まち歩きのススメ
こんにちは。
去年の今頃、僕は鹿沼の町を歩き始めました。そして今年の夏も歩いています。
まち歩きの必需品!水、カメラ、メモ、4色ボールペン...。3色じゃダメです、4色じゃなきゃ。地図にいろいろ書き込んでいくんです。変わったところ、変わらないところ、気付いたこと、面白かったところ。
毎日まちは変わります。変わってないようで変わってる。その変化を見つけるは楽しかったり、ときには寂しかったり。
最近は嬉しい知らせがたくさんあります。
前々から鹿沼のいろいろな方に、調査をさせていただける古いお宅はないか、聞いていました。最近になって、調査してもいいよ、との返事をたくさんいただいております。
実際にお宅に上がらせていただいて、お話を伺ったり、簡単に間取りや外観をスケッチしたり、お茶をいただいたり(笑)、そんなことをするためです。2時間程度で終わります。

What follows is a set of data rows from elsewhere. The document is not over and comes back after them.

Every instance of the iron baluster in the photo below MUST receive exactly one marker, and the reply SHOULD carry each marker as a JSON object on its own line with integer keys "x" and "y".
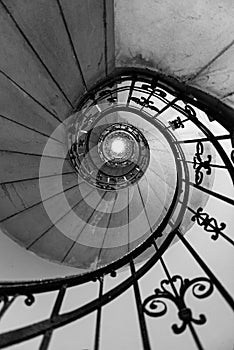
{"x": 199, "y": 164}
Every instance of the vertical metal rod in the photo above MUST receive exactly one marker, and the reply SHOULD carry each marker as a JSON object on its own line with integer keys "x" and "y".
{"x": 105, "y": 36}
{"x": 207, "y": 270}
{"x": 98, "y": 319}
{"x": 47, "y": 336}
{"x": 141, "y": 316}
{"x": 195, "y": 337}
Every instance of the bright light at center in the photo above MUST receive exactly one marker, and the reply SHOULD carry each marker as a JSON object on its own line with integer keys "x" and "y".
{"x": 118, "y": 146}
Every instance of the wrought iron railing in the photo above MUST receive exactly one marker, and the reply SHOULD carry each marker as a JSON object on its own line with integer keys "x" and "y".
{"x": 154, "y": 98}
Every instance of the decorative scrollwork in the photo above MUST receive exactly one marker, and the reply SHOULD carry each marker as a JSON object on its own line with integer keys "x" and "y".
{"x": 199, "y": 163}
{"x": 176, "y": 123}
{"x": 191, "y": 113}
{"x": 209, "y": 224}
{"x": 232, "y": 155}
{"x": 201, "y": 288}
{"x": 145, "y": 103}
{"x": 29, "y": 300}
{"x": 6, "y": 301}
{"x": 111, "y": 99}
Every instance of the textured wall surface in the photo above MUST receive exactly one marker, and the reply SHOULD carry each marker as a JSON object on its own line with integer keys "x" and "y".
{"x": 189, "y": 40}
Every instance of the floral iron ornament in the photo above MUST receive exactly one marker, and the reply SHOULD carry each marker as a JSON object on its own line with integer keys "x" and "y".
{"x": 199, "y": 164}
{"x": 209, "y": 224}
{"x": 201, "y": 288}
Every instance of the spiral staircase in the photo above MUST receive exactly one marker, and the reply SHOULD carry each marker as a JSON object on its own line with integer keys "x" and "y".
{"x": 116, "y": 174}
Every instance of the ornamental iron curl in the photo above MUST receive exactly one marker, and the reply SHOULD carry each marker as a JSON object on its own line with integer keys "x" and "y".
{"x": 145, "y": 103}
{"x": 210, "y": 224}
{"x": 199, "y": 163}
{"x": 202, "y": 287}
{"x": 7, "y": 301}
{"x": 176, "y": 123}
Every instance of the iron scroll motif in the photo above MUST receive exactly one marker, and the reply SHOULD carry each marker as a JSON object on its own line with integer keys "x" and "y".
{"x": 145, "y": 103}
{"x": 6, "y": 301}
{"x": 210, "y": 224}
{"x": 176, "y": 123}
{"x": 199, "y": 163}
{"x": 202, "y": 287}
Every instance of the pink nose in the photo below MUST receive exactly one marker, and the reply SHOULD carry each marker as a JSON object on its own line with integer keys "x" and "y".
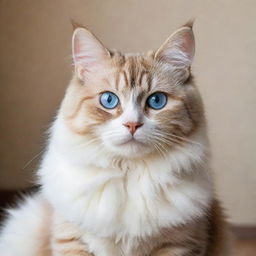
{"x": 132, "y": 126}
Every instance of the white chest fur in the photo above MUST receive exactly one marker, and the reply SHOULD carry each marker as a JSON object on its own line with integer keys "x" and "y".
{"x": 133, "y": 201}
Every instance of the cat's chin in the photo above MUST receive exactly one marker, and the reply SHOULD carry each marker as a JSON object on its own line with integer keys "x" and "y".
{"x": 131, "y": 149}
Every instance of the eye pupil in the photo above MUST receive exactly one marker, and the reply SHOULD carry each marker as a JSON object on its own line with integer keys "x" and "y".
{"x": 109, "y": 100}
{"x": 157, "y": 100}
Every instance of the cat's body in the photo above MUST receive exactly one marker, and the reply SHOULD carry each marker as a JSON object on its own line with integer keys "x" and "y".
{"x": 111, "y": 191}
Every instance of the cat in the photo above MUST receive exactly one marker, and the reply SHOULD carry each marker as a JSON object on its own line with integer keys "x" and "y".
{"x": 126, "y": 171}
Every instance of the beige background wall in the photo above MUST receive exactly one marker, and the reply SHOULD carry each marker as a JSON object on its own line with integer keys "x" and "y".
{"x": 35, "y": 69}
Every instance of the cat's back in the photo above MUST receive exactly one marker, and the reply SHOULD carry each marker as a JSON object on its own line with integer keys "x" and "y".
{"x": 26, "y": 231}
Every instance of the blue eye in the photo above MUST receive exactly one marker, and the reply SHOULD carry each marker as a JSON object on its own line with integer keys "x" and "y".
{"x": 157, "y": 100}
{"x": 109, "y": 100}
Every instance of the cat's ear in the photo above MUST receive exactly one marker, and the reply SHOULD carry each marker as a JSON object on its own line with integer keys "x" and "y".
{"x": 178, "y": 50}
{"x": 88, "y": 52}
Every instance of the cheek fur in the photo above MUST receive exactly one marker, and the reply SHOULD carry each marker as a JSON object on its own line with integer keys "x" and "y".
{"x": 175, "y": 121}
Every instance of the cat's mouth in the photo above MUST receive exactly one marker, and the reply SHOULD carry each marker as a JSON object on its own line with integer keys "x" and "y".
{"x": 130, "y": 141}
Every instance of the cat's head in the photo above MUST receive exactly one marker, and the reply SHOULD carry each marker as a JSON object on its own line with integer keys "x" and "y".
{"x": 132, "y": 105}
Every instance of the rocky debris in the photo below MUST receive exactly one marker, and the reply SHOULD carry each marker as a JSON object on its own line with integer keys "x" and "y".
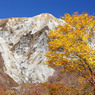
{"x": 23, "y": 44}
{"x": 5, "y": 80}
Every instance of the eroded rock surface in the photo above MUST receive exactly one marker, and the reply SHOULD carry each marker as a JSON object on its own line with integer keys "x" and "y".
{"x": 23, "y": 44}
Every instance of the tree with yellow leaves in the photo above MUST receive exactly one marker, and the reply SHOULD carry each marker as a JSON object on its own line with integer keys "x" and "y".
{"x": 69, "y": 46}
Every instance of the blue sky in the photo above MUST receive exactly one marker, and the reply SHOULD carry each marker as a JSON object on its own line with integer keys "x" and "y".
{"x": 30, "y": 8}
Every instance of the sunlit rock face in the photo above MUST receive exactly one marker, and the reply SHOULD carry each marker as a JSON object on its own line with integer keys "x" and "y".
{"x": 23, "y": 44}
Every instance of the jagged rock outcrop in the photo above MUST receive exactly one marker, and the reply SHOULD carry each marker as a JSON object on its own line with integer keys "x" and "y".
{"x": 23, "y": 44}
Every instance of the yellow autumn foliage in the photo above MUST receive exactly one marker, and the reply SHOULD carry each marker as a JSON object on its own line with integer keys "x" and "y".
{"x": 69, "y": 44}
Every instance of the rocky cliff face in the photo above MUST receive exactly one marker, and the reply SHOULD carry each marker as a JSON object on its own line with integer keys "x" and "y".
{"x": 23, "y": 44}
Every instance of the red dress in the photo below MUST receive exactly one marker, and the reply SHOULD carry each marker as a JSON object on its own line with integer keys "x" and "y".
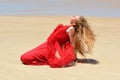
{"x": 45, "y": 54}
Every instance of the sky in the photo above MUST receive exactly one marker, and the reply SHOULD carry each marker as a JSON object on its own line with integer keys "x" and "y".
{"x": 61, "y": 7}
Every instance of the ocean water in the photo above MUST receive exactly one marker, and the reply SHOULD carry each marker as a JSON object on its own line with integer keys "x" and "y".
{"x": 61, "y": 7}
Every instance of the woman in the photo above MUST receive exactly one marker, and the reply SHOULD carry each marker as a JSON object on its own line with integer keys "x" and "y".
{"x": 62, "y": 45}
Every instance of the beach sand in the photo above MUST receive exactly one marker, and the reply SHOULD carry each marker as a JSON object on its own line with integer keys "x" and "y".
{"x": 19, "y": 34}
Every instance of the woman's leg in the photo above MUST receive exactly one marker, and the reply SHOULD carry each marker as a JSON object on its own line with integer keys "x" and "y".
{"x": 36, "y": 56}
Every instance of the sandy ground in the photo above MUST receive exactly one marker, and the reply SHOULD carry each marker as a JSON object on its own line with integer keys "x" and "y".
{"x": 19, "y": 34}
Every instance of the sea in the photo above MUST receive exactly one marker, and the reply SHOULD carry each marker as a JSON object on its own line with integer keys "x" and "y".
{"x": 104, "y": 8}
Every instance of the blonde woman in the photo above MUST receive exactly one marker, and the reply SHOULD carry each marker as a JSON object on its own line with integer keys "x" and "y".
{"x": 62, "y": 45}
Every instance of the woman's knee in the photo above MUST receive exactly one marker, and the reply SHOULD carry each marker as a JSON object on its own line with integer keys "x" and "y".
{"x": 25, "y": 59}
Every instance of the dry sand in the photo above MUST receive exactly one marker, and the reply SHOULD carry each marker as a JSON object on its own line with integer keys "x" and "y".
{"x": 19, "y": 34}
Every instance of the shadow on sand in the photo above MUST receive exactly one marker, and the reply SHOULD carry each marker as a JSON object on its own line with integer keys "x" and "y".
{"x": 87, "y": 61}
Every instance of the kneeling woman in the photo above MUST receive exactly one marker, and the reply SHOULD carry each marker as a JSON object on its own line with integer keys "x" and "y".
{"x": 61, "y": 46}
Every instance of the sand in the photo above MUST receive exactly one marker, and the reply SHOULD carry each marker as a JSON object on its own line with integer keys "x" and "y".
{"x": 19, "y": 34}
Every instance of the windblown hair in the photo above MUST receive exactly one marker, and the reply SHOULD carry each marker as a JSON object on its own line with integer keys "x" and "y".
{"x": 84, "y": 37}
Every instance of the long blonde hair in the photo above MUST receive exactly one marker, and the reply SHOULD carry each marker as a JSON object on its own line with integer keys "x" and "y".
{"x": 84, "y": 37}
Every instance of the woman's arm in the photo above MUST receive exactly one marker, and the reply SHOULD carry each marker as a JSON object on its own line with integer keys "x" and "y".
{"x": 71, "y": 33}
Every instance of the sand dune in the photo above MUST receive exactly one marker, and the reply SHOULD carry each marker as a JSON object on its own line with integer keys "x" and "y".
{"x": 19, "y": 34}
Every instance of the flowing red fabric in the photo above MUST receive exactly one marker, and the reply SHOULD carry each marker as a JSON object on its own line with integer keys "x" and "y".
{"x": 45, "y": 54}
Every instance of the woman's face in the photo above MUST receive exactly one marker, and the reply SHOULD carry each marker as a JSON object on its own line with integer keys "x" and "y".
{"x": 73, "y": 20}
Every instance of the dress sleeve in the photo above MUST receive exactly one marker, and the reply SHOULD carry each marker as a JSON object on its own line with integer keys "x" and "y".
{"x": 66, "y": 56}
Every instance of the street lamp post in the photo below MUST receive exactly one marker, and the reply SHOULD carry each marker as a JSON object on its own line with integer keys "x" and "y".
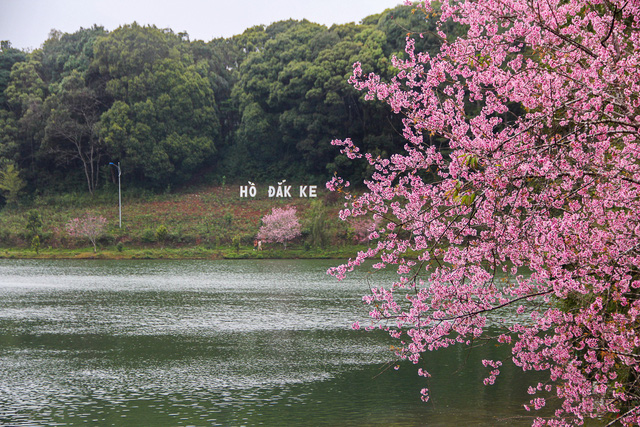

たった2時間で何ができるのかとお思いの方も多いと思いますが、たくさん収穫があります。それまで分からなかった、まちの歴史や建物のことが、スルスル〜って布がほどけるような感じで分かる瞬間があります。あれが、好きです。
8月は2軒のお宅をお邪魔する予定です。楽しみです。
まち歩きもお宅調査も、やっぱり手と足を動かすのは気持ちがいいです。
家も寄って行ってよ!って方、いらっしゃいましたら、お声をかけていただけると嬉しいです。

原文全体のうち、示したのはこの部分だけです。